Jennifer Dukes Lee posted the following on her facebook page: "Today, my husband stood on the edge of a soggy cornfield when a stranger pulled onto the farm yard. The stranger wasn't from around here. He was dressed like someone from the city, showing up in a shiny car -- clean, not like the way a truck looks from driving the muddy, rutted country roads around here.

The stranger stepped out the car door and held in his hands the most unexpected surprise: a paper bag filled with cookies, along with a note.

"Cookies won't make it better," he said. "But we wanted you to know we understand what you're going through."

The guy was from the city ... from the Sioux Falls Area Chamber of Commerce. And he had left the city for the day to drive around the countryside with cookies and notes. He had zero motive. He came only to deliver hope to farmers like my husband, who are really struggling right now.

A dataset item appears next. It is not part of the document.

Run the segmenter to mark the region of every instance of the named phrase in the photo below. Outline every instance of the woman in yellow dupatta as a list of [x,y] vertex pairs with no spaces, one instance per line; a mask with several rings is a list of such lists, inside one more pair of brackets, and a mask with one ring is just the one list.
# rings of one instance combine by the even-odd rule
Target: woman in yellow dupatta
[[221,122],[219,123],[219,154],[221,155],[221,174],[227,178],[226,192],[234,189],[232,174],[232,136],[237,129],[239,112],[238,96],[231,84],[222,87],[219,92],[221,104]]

The note read: "We know the ag sector -- this region's number one industry -- is struggling. We recognize your hard work and perseverance through one of the most difficult times the ag industry has ever seen."

In an instant, this stranger became our friend. Simply because he cared. Simply because he saw someone who was hurting. Simply because he understood the basic human need for community.

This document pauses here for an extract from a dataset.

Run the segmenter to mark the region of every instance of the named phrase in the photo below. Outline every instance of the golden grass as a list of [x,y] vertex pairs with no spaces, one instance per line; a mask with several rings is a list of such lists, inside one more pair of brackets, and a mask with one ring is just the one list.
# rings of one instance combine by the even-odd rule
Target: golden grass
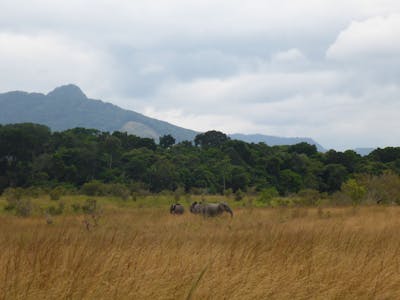
[[1,299],[400,299],[400,209],[0,217]]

You might not be a farmer, but I'll bet you know the gift of being seen, of being heard, of feeling like someone who doesn't even know you truly cares. Or maybe you know what it's like to leave your comfort zone, like that man left the city, to make sure someone who is struggling feels a little bit less alone. What a priceless gift!

We all need to know that we belong to each other -- whether we are city folk, farm folk, whatever folk. No matter where people live, work ... no matter what we believe ... we all belong to each other. And in a hurting world, that can make all the difference."